Perryman v. Spart an Tex. Six Capital Partners, Ltd., 16–0804

Decision Date27 April 2018
Docket NumberNo. 16–0804,16–0804
Citation546 S.W.3d 110
Parties Gary Don PERRYMAN, Nancy K. Perryman and Leasha Perryman Bowden; and EOG Resources Inc., Petitioners, v. SPART AN TEXAS SIX CAPITAL PARTNERS, LTD., Spart an Texas Six–Celina, Ltd. and Dion Menser, Respondents
CourtTexas Supreme Court

D. D'Lyn Davison, Wichita Falls, Cora L. Moore, Mineral Wells, Lawrence F. Labanowski, Houston, James W. McCartney, Doug J. Dashiell, Austin, Edward F. Mulholland, for Petitioners

C. Henry Kollenberg Jr., H. Miles Cohn, David A. Polsinelli, Houston, for Respondents

Justice Boyd delivered the opinion of the Court.

Buried in a mound of real-property deeds lies a single contract-interpretation question: What is the function of a clause that "saves and excepts" 1/2 of "all royalties from the production of oil, gas and/or other minerals that may be produced from the above described premises which are now owned by Grantor ," when the deed does not disclose that the grantor does not own all of the royalty interests and does not except any other royalty interests from the conveyance?
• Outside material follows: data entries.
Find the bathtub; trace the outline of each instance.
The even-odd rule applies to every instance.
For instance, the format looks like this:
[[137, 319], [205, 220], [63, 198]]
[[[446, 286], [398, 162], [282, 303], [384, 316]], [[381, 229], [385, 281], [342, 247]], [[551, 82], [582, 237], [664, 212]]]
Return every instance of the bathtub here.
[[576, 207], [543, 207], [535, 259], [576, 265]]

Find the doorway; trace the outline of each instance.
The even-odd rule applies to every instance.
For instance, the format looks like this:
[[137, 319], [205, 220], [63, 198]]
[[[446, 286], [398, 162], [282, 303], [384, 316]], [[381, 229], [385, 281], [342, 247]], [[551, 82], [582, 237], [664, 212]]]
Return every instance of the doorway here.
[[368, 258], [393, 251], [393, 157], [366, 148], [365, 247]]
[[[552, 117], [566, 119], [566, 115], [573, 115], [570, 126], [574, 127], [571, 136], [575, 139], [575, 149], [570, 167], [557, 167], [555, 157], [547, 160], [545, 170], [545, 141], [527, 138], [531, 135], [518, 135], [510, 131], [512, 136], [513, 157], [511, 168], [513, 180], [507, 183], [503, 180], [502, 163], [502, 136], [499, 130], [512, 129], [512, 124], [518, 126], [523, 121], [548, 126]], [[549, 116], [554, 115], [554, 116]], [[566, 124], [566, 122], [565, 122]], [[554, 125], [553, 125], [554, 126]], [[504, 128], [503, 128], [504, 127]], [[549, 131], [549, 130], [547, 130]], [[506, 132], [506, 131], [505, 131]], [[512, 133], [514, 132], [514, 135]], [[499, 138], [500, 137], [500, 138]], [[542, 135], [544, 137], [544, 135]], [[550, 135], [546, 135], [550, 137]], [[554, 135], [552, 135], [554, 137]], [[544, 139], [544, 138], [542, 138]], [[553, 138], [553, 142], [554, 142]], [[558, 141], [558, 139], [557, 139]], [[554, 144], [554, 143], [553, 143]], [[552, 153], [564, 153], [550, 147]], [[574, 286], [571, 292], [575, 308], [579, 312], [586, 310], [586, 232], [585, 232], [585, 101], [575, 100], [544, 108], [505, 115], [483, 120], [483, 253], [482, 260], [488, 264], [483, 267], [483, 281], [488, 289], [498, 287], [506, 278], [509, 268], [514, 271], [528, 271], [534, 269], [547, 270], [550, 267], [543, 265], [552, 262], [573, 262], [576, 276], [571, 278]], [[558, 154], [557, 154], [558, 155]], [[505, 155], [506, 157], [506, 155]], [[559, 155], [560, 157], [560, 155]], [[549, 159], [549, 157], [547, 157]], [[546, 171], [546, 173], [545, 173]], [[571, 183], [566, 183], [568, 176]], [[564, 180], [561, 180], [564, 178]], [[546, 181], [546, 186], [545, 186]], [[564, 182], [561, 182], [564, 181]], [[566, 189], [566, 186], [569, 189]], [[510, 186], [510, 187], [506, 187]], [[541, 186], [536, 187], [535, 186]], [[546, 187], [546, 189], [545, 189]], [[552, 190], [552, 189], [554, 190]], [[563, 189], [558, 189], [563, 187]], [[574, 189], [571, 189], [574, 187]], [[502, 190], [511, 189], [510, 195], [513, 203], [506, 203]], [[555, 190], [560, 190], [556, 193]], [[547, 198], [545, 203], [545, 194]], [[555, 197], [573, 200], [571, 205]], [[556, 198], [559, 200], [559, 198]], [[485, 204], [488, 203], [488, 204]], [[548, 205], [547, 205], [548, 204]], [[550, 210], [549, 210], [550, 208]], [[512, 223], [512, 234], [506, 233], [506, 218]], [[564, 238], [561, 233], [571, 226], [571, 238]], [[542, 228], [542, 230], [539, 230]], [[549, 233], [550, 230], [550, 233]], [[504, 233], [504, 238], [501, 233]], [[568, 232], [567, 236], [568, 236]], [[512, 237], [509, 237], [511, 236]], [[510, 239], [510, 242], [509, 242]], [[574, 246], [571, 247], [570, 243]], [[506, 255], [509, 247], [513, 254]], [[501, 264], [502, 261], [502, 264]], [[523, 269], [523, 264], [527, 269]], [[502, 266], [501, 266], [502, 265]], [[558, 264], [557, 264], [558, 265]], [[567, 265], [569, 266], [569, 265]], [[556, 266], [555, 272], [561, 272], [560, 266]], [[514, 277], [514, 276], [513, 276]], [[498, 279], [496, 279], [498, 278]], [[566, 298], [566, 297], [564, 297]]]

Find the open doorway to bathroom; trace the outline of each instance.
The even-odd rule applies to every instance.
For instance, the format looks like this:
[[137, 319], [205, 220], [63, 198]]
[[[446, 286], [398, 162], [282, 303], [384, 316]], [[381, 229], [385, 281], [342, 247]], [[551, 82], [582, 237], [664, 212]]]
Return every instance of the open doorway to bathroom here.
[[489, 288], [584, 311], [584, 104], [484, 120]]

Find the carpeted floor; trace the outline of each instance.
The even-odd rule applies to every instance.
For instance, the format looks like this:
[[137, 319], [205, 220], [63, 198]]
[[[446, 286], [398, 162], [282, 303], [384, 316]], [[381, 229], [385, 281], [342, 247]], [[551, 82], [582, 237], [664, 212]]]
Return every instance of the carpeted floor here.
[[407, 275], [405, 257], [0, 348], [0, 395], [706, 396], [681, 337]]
The trial court construed the clause to reserve for the grantor 1/2 of all of the "royalties ... which [were then] owned by Grantor," and thus the deeds did not create a so-called Duhig problem, where the grantor owns less than he purports to convey. The court of appeals disagreed and held that the clause reserved for the grantor 1/2 of all royalties produced from the "above described premises which [were then] owned by Grantor," and thus created a Duhig problem.

We agree with the court of appeals that the phrase "which are now owned by Grantor" modifies "the above described premises" and does not put the grantee on notice that the grantor may not then own all of the royalties, and the deeds thus purported to exclude 1/2 of the entire royalty interest and convey the other 1/2. But we also conclude that, instead of reserving a 1/2 royalty interest for the grantors, the clause merely excepted that interest from the grant, so the deeds did not create a Duhig problem. We agree with the court of appeals' ultimate conclusions about the parties' respective ownership of the royalty interests as to the larger tract at issue here, but not as to the smaller tract. However, we base our conclusions on the deeds' language, rather than on the Duhig -estoppel theory. Applying our conclusions to the chain of deeds in this case, we hold that each party with an interest in the tracts owns a 1/4 interest in the royalties produced. We also hold that judicial estoppel does not bar Petitioners from claiming their royalty interests, and that the trial court did not err in denying Petitioners' motion to transfer venue. We modify the court of appeals' judgment in part and affirm the judgment as modified.

I.Background

This complicated dispute involves a chain of eight separate real-property deeds. The first was executed in 1977, when Ben Perryman conveyed property to his son and daughter-in-law, Gary and Nancy Perryman. The deed (Ben's Deed) conveyed a parcel of land referred to as the "First Tract"1 to Gary and Nancy, "LESS, SAVE AND EXCEPT an undivided one-half (1/2) of all royalties from the production of oil, gas and/or other minerals that may be produced from the above described premises which are now owned by Grantor." Because Ben owned all of the royalties, minerals, and premises at the time of the conveyance, the parties all agree that, as a result of Ben's Deed, Gary and Nancy owned all of the surface and mineral interests and 1/2 of the royalty interests in the First Tract, and Ben retained the other 1/2 of the royalty interests.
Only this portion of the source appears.